In the case of Indiana - The sheriff serves the occupants notices within the time allowed by law and they are to be out by the time of the sheriff's sale. So for us, it's very black and white. Did your sheriff do the same?

@Katharine Chartrand   Any update on your tenant situation?  Were you able to get them out quickly and cheaply, and did you use CFK?

Kristine Marie Poe 

Thank you for following up!  The situation is interesting.  

Per the advice on this chain, I avoided the property and the foreclosed owner until I had the special master deed in hand.  The judge has not signed the order even as of today, if the court's website is to be believed.

A local investment company called me yesterday (Friday) and told me that they had purchased the right of redemption from the foreclosed upon owner. He told me he had filed the petition of redemption a week ago. 

I can see the court documents online. The special masters report has not been filed, nor has the judges order confirming the sale. And there is no petition of redemption on the record.

I have a sneaking suspicion that the investor doesn't actually have the right of redemption, that he was just fishing to see if I had it. So I will go down there Sunday and introduce myself and find out if she believes she has sold her right of redemption.  If she hasn't, I'll just buy it then, and hopefully get a cash for keys agreement at the same time.

Any advice on how to play this would be very much appreciated.  If the investor bought the right of redemption but hasn't filed it, is there an maneuver available to me?  If there were some way to keep the property that would be cool.  

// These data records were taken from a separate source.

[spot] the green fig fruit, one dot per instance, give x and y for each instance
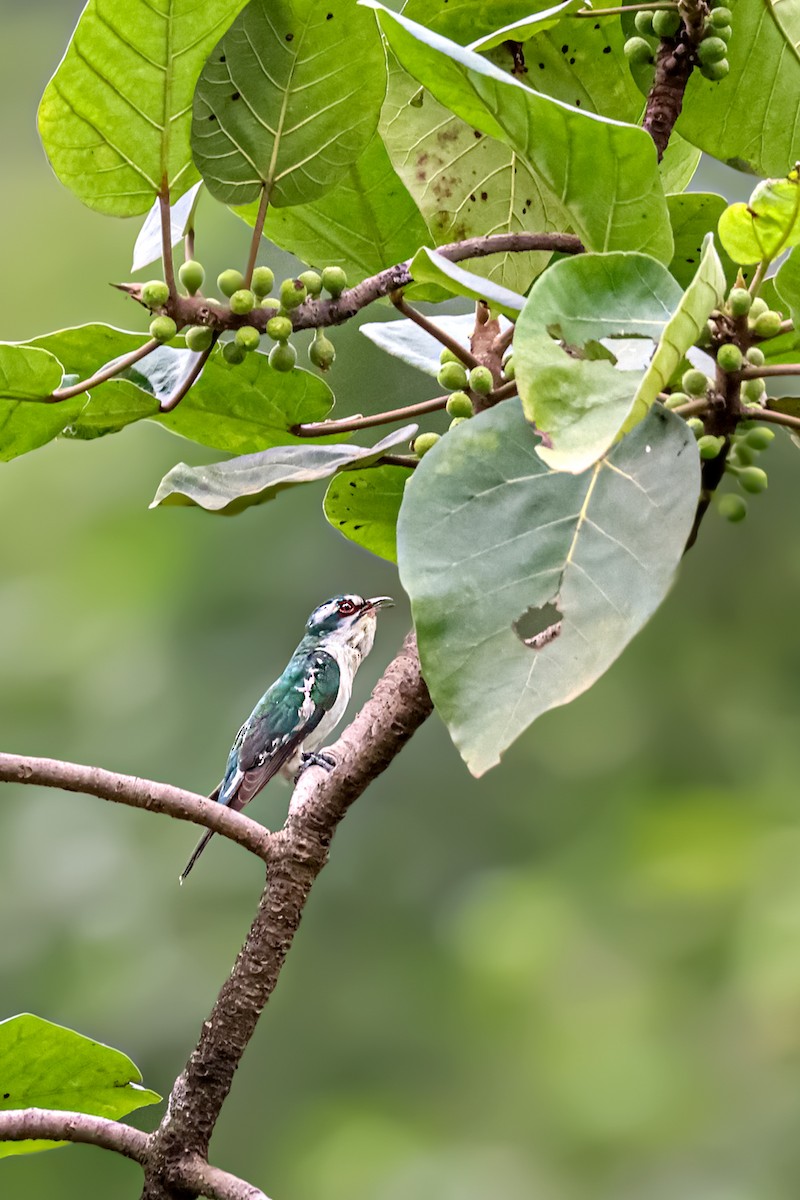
(283, 357)
(263, 280)
(247, 337)
(425, 442)
(459, 405)
(192, 275)
(163, 329)
(452, 376)
(198, 339)
(230, 281)
(278, 328)
(334, 280)
(480, 381)
(155, 293)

It's not the end of the world if I don't get it either.  But I could use advice on how to cover my posterior on the execution of the redemption.


@Katharine Chartrand  Hi Katharine,  Sorry to hear about your complications with the right of redemption 'investor.'  I am bumping this thread because it seems like an interesting case.  

I suppose (hope?) that you bought the house at a discount to the redemption value, so if someone wanted to exercise the right to redeem the debt you would get a little kicker payment and be done.  

Hope this is working out for you.  

@Tom V.    Thanks for bumping my post.  It is certainly a very interesting case to me.

I bought the house in a foreclosure auction on May 27th.  A week or two ago, an investor called me to say he had bought the right of redemption.  I did go talk to the foreclosed upon owner, who lives in the house.  She confirmed that she had sold her right of redemption.  

However, the investor hasn't filed the petition.  And the judge hasn't approved the sale. 

The law requires the person holding the right of redemption to pay me what I paid plus interest, but only from the time the judge approves the sale.   It's been six weeks when it usually takes two to approve the sale.  So I am out $160K with no interest while I wait for the judge to approve the sale.

I had assumed that the investor would call me to redeem once the judge approved the sale, but they should have filed their petition to redeem with the court and they haven't.  My realtor says that probably the "investor" wants to sell the house back to me because they generally don't have any money.   

So now I just wait...

  • for the judge to act
  • the 30 redemption clock to start ticking
  • the investor to call and either give me my money back or try to sell me the house

Or that's my best guess of how this works.  

My main question right now is whether the judge can take an unlimited amount of time to approve the sale.